Profiling contact ridge of soft substrates with metallic thin films using a novel interference technique

Abstract

HypothesisAs technology moves toward flexibility, embedded systems, and miniaturization, which often have metallic elements integrated with the functional substrates, understanding the contact deformation of such soft substrates coated with thin metallic films is crucial. However, probing nanoscale deformations optically, typically in a few hundred nanometers, poses challenges. Dual Wavelength - Reflectance Interference Contrast Microscopy (DW-RICM) holds promise in unveiling nanoscale deformations. However, when paired with conventional glass probes to measure deformation of underlying soft substrates, DW-RICM faces limitations due to light reflection at the glass-air interface, impeding accurate determination of the contact zone (e.g., contact area, contact ridge). Here we hypothesize that using alternative probes to eliminate unwanted reflections can enhance understanding of soft substrate deformation with thin metallic films (bilayer substrates). ExperimentsIn this work, we investigate the deformation profile of viscoelastic soft substrates with sputter-coated gold thin films (referred to herein as bilayer substrates) using DW-RICM. We employ millimeter-sized black ink-coated glass spheres as probes, absorbing most light under DW-RICM. We focus our laser beams associated with DW-RICM at the contact zone between the probe and the underlying soft substrates.
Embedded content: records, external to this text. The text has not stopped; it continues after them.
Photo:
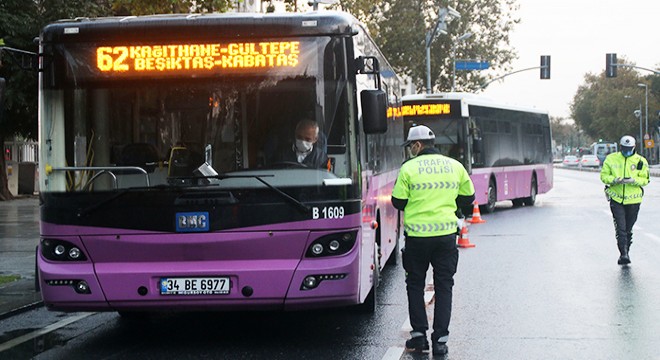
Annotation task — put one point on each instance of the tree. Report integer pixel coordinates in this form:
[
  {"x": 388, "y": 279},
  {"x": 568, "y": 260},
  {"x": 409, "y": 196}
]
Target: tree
[
  {"x": 603, "y": 107},
  {"x": 400, "y": 30}
]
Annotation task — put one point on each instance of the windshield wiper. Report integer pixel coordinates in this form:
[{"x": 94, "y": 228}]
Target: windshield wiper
[
  {"x": 92, "y": 208},
  {"x": 297, "y": 203}
]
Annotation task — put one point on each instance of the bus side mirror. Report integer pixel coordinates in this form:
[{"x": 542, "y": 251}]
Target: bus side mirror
[
  {"x": 477, "y": 145},
  {"x": 374, "y": 111}
]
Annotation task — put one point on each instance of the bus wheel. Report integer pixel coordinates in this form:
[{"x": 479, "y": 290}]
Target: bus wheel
[
  {"x": 492, "y": 198},
  {"x": 529, "y": 201},
  {"x": 517, "y": 202}
]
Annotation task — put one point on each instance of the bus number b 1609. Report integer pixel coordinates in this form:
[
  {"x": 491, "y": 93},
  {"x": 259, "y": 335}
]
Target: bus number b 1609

FindingsOur new technique of using black ink-coated glass probes in contact with soft bilayer substrates enables us to accurately extract the deformation profile, particularly the contact ridge. With the increase in the gold sputter coating time, the contact area and contact ridge of gold-polymer bilayer substrates decrease. Further, long-term contact analysis of gold-coated soft substrates reveals a steady increase in the contact ridge height over time, unlike the gradual decrease observed in their bare counterparts until reaching a steady state.